The Costa Brava Girona Water Consortium, an organism dependent on the Dipuación de Girona that manages the supply and sanitation of upstream water in 47 coastal and pre-coastal municipalities, will offer free regenerated water to the consortium councils.
The measure that is applied after the entry into force of the exceptional drought phase that requires restricting the use and consumption of water in a large part of Catalonia.
With the prohibition of irrigation in green, public or private areas, and the limitation of watering trees and plants, the 47 consortium councils will be exempt from paying for the collection of reclaimed water in cisterns.
The measure, they explain, should make it possible to address the water deficit for those uses in which it is not necessary for the water to be drinkable, such as irrigation of parks and gardens, street cleaning, uses in public works, irrigation of regional equipment such as kennels or boat cleaning.
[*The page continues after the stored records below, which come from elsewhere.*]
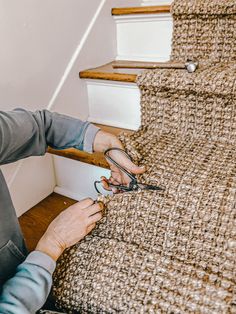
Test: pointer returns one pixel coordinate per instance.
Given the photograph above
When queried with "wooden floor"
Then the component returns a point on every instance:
(35, 221)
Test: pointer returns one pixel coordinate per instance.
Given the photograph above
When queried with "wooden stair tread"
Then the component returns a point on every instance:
(96, 159)
(142, 10)
(109, 72)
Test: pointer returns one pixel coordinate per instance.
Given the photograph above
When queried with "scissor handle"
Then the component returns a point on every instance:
(130, 175)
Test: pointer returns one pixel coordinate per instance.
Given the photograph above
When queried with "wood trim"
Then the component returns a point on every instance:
(122, 71)
(96, 159)
(121, 77)
(142, 10)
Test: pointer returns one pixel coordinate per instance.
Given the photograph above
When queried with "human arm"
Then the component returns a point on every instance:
(24, 133)
(27, 291)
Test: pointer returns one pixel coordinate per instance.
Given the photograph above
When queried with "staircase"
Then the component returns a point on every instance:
(143, 38)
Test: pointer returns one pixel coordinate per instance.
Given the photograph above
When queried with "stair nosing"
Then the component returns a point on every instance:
(120, 77)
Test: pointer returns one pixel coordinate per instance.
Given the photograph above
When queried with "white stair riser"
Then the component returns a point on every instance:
(76, 179)
(114, 103)
(144, 37)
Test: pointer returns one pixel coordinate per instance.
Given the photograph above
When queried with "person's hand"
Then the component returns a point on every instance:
(102, 142)
(68, 228)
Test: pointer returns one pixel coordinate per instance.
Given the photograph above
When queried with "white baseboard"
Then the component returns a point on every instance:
(68, 193)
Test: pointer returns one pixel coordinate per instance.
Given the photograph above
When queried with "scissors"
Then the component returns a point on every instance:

That water is not suitable for swimming pools.
The regenerated water will be free for these municipalities, although they must pay the cost of the means used for its collection and those derived from the service, such as the rental and displacement of tanker trucks from the treatment plant to the municipality.
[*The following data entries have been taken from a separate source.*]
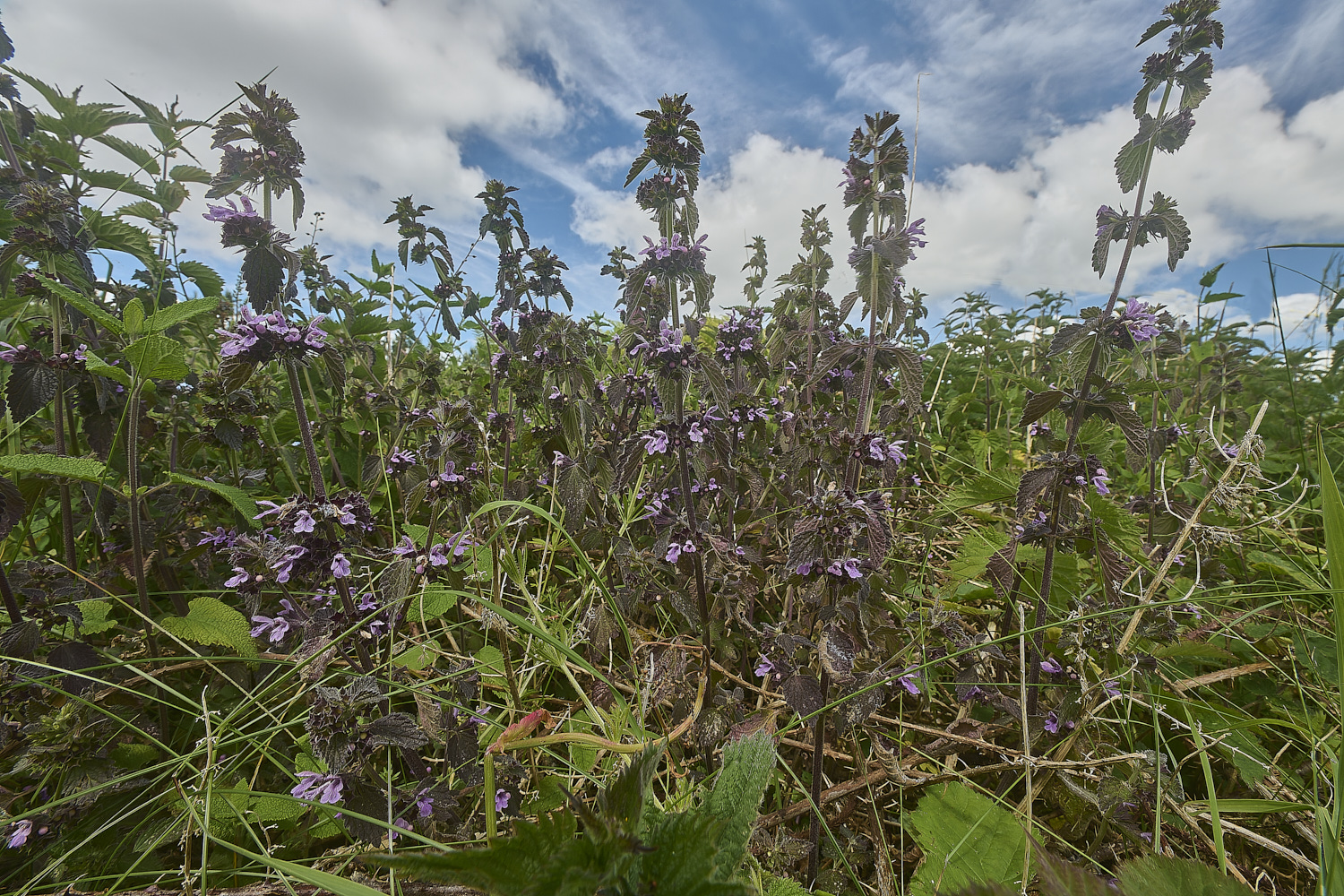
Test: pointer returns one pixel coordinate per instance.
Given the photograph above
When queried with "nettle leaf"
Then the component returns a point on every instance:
(242, 501)
(967, 839)
(1039, 405)
(737, 794)
(179, 314)
(30, 389)
(203, 276)
(1164, 222)
(83, 304)
(158, 358)
(212, 622)
(73, 468)
(1167, 876)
The Consorci d’Aigües is working with the town halls to find the most effective formula for carrying out the distribution.
The water reclamation process is an additional treatment that is applied to the purified water so that it can be used again. It requires physicochemical treatments in the disinfection process.
Of the 18 treatment plants of the Consortium, fourteen have water regeneration stations. They are those of Portbou, Colera, Llançà, Port de la Selva, Cadaqués, Roses, Empuriabrava, l’Escala, Torroella de Montgrí, Pals, Castell-Platja d’Aro, Tossa de Mar, Lloret de Mar and Blanes.
Work is also currently underway to install a disinfection system at the Palamós treatment plant to facilitate the use of the municipalities that treat their water at this facility.